Tarım ve Orman Bakan Bekir Pakdemirli, gen bankalarında yaklaşık 115 bin tohumun korunduğunu belirterek, "Gen bankalarıyla bugün ya da gelecekteki ihtiyaç duyulan genlerin, doğal ya da yapay etkenlerle erozyona uğramadan korunmasını hedefliyoruz" dedi. Bakan Pakdemirli yaptığı yazılı açıklamada, "Tohum Gen Bankaları'nı yerel gen kaynaklarını korumak ve gelecek nesillere aktarmak amacıyla kurduklarını belirtti. Bakan Pakdemirli, "İzmir'de bulunan Ulusal Gen Bankası ile Ankara'da bulunan Türkiye Tohum Gen Bankası'nda uluslararası gen bankası standartları doğrultusunda çalışmalar yapıyoruz. Yerel çeşitlerin, kültür bitkilerinin, bunların yabani akrabalarının ve endemik bitkilerin dokümantasyonu, muhafazası, üretim yenilemesi ve karekterizasyonu konularında faaliyetler yürütüyoruz" dedi.
YAKLAŞIK 115 BİN TOHUM BANKALARDA
Gen bankalarında yaklaşık 115 bin tohumun korunduğunu belirten Bakan Pakdemirli, "İzmir'de bulunan Ulusal Gen Bankası'nda 3 bin 339 türe ait yaklaşık 55 bin 429 tohum örneğini koruma altında tutuyoruz. Ankara'da bulunan Türkiye Tohum Gen Bankası'nda ise 1127 türe ait yaklaşık 59 bin 919 tohum örneği bulunuyor. Ayrıca 18 Arazi Gen Bankası'nda 107 türe ait yaklaşık 9 bin 500 canlı örnek muhafaza ediyoruz. 6 Araştırma Enstitümüzde de yaklaşık 1000 türde 100 bin soğanlı ve yumrulu doğal süs bitkisinin (geofit) muhafazası yapılıyor" diye konuştu.
"İHTİYAÇ DUYULAN GENLERİN KORUNMASINI HEDEFLİYORUZ"

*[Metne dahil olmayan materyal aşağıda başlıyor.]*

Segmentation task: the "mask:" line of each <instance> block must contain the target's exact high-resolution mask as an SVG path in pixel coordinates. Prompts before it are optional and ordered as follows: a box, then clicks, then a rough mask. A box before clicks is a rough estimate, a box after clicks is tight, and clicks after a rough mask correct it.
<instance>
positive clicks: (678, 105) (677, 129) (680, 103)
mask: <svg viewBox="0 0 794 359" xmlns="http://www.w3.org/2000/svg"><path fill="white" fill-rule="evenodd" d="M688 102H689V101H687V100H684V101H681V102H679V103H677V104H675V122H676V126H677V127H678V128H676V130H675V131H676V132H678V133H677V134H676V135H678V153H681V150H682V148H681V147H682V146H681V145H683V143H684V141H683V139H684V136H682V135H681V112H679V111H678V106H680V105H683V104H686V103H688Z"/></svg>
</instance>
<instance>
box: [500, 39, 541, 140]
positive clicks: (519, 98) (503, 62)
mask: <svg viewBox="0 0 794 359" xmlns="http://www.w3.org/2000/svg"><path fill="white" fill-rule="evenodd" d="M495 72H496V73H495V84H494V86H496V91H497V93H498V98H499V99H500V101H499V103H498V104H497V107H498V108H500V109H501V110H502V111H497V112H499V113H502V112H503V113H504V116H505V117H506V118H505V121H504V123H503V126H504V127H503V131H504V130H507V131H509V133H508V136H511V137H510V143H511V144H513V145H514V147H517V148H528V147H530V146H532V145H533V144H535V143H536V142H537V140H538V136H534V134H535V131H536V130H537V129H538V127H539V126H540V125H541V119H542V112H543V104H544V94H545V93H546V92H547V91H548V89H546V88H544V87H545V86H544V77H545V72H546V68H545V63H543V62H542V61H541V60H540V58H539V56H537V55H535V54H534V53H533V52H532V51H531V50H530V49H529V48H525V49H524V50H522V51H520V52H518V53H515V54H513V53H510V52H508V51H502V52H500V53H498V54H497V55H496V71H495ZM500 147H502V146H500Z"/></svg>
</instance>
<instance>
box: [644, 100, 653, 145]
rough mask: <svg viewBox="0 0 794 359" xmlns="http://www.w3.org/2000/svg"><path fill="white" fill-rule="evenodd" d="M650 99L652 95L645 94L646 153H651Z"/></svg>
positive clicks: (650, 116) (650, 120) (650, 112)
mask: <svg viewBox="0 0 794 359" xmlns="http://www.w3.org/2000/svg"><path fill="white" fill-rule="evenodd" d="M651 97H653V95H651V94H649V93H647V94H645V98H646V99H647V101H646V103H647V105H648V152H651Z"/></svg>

Çiftçi ve vatandaşlar tarafından bakanlığa yerel bitki çeşitlerine ait 1000'i aşkın tohum bağışlandığını da ifade eden Bakan Pakdemirli, "Gen bankalarımızda muhafaza edilen tohumlar toplandığı/elde edildiği andaki genetik yapısını koruyarak uzun yıllar saklanabiliyor. Gen bankalarıyla bugün ya da gelecekteki ihtiyaç duyulan genlerin, doğal ya da yapay etkenlerle erozyona uğramadan korunmasını hedefliyoruz" dedi.
Gen bankasında saklanan tohumların ileri biyoteknolojik yöntemlerle ıslah çalışmalarında etkin olarak kullanılması için araştırma projelerine destek verdiklerini de söyleyen Bakan Pakdemirli, yapılan ıslah çalışmaları ile küresel iklim değişikliğinden etkilenmemek için biyotik ve abiyotik stres koşullarına dayanıklı çeşitler geliştirdiklerini de sözlerine ekledi.